Finding Money for Health Care Reform — Rooting Out Waste, Fraud, and Abuse

Published: 2009-06-29 00:28:21
Author: John K. Iglehart | New England Journal of Medicine | June 10, 2009

In their quest to enact health care reform legislation, Democrats' major challenge is securing the money to pay for greatly expanded insurance coverage and more government regulation in the face of strong Republican opposition and an unsettled private sector. President Barack Obama has emphasized time and again, recently in a letter to Senators Max Baucus (D-MT) and Edward Kennedy (D-MA), that "health care reform must not add to our deficits over the next 10 years — it must be at least deficit neutral and put America on a path to reducing the deficit over time." As the administration and its congressional allies pursue revenue sources to pay the estimated costs of near-universal coverage ($1.2 trillion over a decade), one potential source that Obama has emphasized is an acceleration of government efforts to pursue waste, fraud, and abuse that sap the health care system of billions of dollars every year. 

The National Health Care Anti-Fraud Association, an organization of about 100 private insurers and public agencies, estimates that some $60 billion (about 3% of total annual health care spending) is lost to fraud every year, but that figure is considered conservative.
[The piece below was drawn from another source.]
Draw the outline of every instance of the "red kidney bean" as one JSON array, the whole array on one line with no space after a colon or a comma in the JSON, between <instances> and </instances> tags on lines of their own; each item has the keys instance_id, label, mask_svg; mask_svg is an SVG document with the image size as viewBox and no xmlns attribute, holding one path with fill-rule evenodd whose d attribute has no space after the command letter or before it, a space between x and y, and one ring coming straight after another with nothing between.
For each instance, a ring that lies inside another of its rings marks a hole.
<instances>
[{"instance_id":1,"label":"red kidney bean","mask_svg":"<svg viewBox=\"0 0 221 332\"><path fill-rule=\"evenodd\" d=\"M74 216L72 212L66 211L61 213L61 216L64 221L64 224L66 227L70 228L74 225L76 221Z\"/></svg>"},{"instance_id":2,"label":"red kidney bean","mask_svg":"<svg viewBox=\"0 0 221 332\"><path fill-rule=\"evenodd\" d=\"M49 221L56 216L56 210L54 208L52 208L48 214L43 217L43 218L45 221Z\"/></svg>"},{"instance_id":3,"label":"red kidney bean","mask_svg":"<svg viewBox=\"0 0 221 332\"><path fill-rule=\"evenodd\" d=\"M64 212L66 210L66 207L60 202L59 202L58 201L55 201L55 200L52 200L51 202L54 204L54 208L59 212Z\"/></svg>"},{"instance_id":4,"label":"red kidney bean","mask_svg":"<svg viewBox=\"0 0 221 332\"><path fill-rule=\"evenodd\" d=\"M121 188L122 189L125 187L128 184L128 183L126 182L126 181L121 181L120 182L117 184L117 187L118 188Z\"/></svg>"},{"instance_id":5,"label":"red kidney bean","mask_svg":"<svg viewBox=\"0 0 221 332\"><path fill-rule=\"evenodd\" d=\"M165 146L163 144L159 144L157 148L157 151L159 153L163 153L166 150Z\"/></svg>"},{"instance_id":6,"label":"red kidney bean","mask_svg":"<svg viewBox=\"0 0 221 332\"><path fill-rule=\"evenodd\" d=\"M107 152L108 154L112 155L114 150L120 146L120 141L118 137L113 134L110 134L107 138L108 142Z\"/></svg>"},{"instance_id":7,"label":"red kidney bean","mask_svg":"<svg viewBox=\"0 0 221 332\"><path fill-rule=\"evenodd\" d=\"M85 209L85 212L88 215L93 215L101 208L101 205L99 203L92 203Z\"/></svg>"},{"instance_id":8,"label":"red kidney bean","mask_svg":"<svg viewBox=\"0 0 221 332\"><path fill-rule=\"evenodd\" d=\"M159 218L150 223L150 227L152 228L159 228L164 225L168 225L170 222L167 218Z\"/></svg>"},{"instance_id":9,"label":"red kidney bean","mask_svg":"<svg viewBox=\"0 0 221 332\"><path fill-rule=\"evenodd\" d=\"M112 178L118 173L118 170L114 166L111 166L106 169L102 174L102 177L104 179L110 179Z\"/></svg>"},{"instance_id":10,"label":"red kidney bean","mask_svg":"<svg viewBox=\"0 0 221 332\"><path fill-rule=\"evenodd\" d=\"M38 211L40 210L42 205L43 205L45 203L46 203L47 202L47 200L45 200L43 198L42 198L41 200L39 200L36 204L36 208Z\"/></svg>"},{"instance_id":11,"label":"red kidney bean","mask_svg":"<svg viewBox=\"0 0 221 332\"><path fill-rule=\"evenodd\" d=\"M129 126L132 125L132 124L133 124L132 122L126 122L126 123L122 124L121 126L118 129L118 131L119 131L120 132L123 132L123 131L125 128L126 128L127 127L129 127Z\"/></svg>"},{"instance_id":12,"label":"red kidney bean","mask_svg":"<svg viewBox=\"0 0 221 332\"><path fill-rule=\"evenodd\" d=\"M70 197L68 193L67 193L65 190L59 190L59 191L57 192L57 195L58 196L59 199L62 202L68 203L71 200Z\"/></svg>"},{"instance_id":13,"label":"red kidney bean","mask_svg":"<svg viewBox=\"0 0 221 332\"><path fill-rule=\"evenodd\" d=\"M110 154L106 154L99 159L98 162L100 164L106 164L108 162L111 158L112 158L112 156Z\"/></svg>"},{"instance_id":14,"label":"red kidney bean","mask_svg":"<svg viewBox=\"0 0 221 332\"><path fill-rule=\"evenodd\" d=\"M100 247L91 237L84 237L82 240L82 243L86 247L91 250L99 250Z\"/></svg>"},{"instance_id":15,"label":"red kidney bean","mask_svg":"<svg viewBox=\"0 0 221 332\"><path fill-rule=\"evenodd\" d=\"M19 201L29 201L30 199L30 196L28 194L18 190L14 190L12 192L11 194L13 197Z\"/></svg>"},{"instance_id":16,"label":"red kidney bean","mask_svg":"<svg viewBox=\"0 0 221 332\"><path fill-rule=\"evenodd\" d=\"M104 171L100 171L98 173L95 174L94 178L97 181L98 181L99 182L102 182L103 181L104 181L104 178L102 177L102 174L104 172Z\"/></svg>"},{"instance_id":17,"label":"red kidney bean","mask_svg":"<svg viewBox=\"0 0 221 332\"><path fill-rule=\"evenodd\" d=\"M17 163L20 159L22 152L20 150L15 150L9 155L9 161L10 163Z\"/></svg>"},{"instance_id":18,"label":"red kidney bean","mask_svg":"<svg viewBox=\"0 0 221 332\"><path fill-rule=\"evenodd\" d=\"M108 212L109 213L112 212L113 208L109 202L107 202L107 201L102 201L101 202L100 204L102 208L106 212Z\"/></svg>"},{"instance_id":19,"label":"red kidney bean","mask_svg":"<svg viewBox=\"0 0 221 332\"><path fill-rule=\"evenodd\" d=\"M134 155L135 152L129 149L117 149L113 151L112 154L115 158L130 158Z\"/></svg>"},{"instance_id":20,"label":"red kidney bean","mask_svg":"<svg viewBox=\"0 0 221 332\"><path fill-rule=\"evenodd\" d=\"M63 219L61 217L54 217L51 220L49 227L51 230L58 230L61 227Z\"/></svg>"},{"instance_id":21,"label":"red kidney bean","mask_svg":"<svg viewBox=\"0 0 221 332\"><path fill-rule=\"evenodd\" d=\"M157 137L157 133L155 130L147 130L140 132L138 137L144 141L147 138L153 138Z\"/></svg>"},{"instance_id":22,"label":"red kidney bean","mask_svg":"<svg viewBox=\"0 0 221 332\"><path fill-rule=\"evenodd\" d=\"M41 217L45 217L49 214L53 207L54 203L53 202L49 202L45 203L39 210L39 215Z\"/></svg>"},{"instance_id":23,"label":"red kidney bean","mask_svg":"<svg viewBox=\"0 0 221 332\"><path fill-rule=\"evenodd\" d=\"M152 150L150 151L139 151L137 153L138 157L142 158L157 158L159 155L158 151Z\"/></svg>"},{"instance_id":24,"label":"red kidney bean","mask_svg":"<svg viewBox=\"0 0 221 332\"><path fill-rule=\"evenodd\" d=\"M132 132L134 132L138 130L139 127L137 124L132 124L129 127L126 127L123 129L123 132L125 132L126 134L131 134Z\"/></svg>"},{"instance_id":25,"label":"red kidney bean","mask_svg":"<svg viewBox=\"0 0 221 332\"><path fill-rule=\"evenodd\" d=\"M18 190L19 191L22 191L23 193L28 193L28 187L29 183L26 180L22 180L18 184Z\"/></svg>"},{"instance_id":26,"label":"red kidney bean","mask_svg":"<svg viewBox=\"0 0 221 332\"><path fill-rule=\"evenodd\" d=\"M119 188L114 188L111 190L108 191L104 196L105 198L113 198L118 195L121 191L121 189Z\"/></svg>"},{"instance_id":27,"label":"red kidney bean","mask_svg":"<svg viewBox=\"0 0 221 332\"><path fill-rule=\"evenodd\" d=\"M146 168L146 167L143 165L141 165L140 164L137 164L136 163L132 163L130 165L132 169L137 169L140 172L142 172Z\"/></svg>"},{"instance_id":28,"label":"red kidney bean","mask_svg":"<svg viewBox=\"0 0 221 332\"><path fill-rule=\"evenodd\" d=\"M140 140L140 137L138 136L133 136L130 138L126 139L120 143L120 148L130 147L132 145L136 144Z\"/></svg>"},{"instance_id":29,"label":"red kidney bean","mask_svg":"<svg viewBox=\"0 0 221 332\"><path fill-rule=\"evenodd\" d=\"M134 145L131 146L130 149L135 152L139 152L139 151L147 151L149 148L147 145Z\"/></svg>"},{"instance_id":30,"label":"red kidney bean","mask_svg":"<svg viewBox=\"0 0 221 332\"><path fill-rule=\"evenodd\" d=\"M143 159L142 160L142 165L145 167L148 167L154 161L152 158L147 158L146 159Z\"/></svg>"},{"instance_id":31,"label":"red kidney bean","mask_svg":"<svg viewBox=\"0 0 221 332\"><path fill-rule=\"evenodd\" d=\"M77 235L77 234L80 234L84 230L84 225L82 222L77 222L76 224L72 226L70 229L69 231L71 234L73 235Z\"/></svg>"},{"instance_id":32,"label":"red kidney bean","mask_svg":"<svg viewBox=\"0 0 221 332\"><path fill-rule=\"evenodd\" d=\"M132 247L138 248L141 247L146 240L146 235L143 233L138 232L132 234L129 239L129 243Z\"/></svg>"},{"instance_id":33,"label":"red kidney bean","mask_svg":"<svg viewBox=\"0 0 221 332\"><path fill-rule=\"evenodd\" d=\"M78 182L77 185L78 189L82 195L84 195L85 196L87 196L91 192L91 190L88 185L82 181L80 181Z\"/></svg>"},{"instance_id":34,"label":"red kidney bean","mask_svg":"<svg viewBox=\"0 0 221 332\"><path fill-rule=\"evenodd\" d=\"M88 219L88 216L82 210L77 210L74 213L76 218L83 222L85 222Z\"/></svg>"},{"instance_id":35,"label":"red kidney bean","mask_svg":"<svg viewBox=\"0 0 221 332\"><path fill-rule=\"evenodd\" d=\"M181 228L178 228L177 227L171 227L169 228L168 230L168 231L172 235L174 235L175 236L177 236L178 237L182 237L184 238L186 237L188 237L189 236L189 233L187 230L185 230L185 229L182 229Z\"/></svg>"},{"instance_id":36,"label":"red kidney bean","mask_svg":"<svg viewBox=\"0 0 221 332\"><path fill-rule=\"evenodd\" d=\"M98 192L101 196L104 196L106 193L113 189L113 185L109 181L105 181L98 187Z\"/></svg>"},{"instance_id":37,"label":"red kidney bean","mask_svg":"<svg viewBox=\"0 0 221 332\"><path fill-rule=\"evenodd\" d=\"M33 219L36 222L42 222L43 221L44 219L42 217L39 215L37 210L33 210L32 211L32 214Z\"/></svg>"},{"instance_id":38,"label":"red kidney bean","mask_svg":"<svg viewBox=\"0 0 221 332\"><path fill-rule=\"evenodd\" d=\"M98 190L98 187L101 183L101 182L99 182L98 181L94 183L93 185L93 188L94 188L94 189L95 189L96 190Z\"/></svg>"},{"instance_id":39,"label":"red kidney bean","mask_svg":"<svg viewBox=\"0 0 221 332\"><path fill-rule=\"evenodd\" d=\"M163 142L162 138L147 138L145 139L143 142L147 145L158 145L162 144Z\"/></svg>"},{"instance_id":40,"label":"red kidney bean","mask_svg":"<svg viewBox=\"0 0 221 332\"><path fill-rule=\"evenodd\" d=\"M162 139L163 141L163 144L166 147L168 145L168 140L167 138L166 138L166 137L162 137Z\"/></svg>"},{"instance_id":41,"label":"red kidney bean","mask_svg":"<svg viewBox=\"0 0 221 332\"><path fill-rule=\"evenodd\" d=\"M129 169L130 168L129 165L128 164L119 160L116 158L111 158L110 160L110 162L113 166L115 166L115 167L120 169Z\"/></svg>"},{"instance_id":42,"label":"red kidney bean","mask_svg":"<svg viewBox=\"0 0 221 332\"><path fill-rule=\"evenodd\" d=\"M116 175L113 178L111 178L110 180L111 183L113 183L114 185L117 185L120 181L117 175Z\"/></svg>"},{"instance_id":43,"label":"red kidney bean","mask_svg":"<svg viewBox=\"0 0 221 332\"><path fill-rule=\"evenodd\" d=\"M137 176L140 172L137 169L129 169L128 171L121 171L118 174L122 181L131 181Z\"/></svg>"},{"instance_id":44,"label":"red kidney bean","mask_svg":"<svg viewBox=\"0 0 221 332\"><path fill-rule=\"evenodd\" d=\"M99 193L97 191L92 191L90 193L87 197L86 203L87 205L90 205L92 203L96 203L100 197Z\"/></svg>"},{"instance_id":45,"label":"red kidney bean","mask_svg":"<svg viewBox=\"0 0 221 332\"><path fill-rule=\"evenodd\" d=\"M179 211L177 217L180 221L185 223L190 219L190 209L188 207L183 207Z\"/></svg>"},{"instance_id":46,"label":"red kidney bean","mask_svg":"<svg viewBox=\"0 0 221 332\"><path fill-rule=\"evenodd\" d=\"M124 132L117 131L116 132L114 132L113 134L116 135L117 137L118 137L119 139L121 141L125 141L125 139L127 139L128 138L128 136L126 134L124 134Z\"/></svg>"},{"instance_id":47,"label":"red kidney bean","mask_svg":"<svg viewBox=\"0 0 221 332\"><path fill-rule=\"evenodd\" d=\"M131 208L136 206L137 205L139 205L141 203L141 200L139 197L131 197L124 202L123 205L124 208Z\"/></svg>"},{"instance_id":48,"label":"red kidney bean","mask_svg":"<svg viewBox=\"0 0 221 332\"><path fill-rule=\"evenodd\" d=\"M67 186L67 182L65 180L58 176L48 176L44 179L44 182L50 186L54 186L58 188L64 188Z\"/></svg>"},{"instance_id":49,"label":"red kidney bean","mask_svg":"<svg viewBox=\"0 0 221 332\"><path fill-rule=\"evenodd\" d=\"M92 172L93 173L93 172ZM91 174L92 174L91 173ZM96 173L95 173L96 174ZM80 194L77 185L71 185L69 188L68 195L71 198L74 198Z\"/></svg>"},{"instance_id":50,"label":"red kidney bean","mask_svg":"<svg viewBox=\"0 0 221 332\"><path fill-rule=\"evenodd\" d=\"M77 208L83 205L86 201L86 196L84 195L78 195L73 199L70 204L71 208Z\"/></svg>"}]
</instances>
In 2008, government-wide "improper payments" cost the U.S. Treasury $72 billion, or about 4% of total outlays for the related programs. Of that amount, 50% took the form of reimbursements to providers, medical suppliers, and other Medicare and Medicaid vendors. Medicaid had an estimated improper-payment rate of 10.5%, or $18.6 billion, for the federal share of Medicaid expenditures — the highest rate of any federal program. 

Improper payments have been a "long standing, widespread, and significant problem" for the federal government, but Congress has not always been willing to appropriate the monies that the executive branch seeks for antifraud activities. In 4 of the past 5 years, Congress rejected Bush administration requests to provide an additional $579 million to combat health care fraud on the grounds that doing so would reduce budgets for curing cancer and combating obesity. Virtually no academic researchers study health care–related fraud activities, largely because — as Malcolm Sparrow, a Harvard professor of the practice of public management, testified recently — it "falls awkwardly between the traditional disciplines of health economics, health policy, crime control policy, anomaly detection and pattern recognition."